Notre première île, la Petite Terre |
Pendant un an, nous avons vécu en Petite Terre, à Dzaoudzi, des conditions de vie très particulières, à la fois difficiles et merveilleuses. Avec nos enfants, tout devenait différent , ce n'était plus l'insouciance du Tchad. Tout comme nous, ils avaient tout à reconstruire, ils ne disposaient d'aucun confort, ils devaient apprendre à vivre autrement. Il n'y avait pas d'école maternelle pour notre plus jeune fils, notre fils aîné regrettait ses copains et son chat. Les bagages avec les jouets, les jeux, les livres, le minimum que nous ayions pu emmener pour notre quotidien, ainsi que notre voiture et notre Zodiac n'arrivaient pas, le bateau ayant pris beaucoup de retard. Il n'y avait ni radio ni télévision. Notre logement était très incorrect, quoique nous ayions eu la chance d'être logés, certains collègues devant cohabiter dans une "case de passage". Quant à la nourriture, elle n'avait rien de commun avec ce que nous connaissions.Tout venait soit de métropole par avion, soit de La Réunion par bateau à des prix trés élevés. Il nous fallut donc nous habituer aux produits locaux que nous ne savions pas cuisiner. Nous nous habituâmes aux frites d'igname et de manioc, au "frlaaappé", que plus tard nous prononçâmes enfin correctement "fruit à pain" après nous être aperçus que nous amusions les autres "métros" avec cette appellation!Pour corser le tout, quelques jours après notre arrivée, nous devions être confrontés à une pénurie de farine et de gaz qui dura quelques semaines!

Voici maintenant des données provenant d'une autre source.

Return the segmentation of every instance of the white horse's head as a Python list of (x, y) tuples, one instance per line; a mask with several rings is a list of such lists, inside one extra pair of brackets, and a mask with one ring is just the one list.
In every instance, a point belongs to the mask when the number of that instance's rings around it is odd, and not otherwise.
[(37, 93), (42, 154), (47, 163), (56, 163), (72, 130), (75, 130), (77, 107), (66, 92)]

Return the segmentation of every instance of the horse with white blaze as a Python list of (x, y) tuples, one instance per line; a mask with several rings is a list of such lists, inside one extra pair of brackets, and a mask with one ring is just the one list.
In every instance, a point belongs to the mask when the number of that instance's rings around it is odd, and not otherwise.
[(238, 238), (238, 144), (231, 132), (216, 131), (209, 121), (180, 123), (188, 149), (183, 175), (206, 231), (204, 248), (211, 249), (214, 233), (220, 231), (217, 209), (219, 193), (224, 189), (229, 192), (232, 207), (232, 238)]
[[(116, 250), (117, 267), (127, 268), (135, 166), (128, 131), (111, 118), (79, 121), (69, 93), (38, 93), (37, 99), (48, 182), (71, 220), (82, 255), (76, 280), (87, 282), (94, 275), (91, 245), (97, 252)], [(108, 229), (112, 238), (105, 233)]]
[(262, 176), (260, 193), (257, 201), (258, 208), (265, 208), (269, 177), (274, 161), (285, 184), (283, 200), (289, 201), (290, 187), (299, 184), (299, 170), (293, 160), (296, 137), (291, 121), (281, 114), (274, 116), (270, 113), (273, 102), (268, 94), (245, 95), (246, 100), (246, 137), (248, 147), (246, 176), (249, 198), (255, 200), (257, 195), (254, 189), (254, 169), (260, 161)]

Notre "case" à Dzaoudzi, la première année, un ancien bureau de poste transformé en logement, à côté des bâtiments de la Marine Nationale. Les marins se prirent d'affection pour nos deux fils, les chouchoutant comme leurs propres enfants. Souvent, ils nous rendaient service, ramenant quelques courses lors de leurs déplacements à La Réunion. Ils avaient trois ou quatre chiens fous de promenades en Méhari qui faisaient la joie de nos gamins tellement ils étaient comiques.
Souvent, nous allions à la plage des tortues, à Moya,* un lieu que nous fréquentions souvent pour la baignade et la promenade, éloignée des zones habitées, accessible par une piste desservant la "campagne", espace de cultures disséminées parmi les brousses, sans aucune clôture: quelques plants de manioc, un ou deux ananas, une touffe de bananiers... qui semblent plus pousser naturellement que plantés volontairement par l'homme.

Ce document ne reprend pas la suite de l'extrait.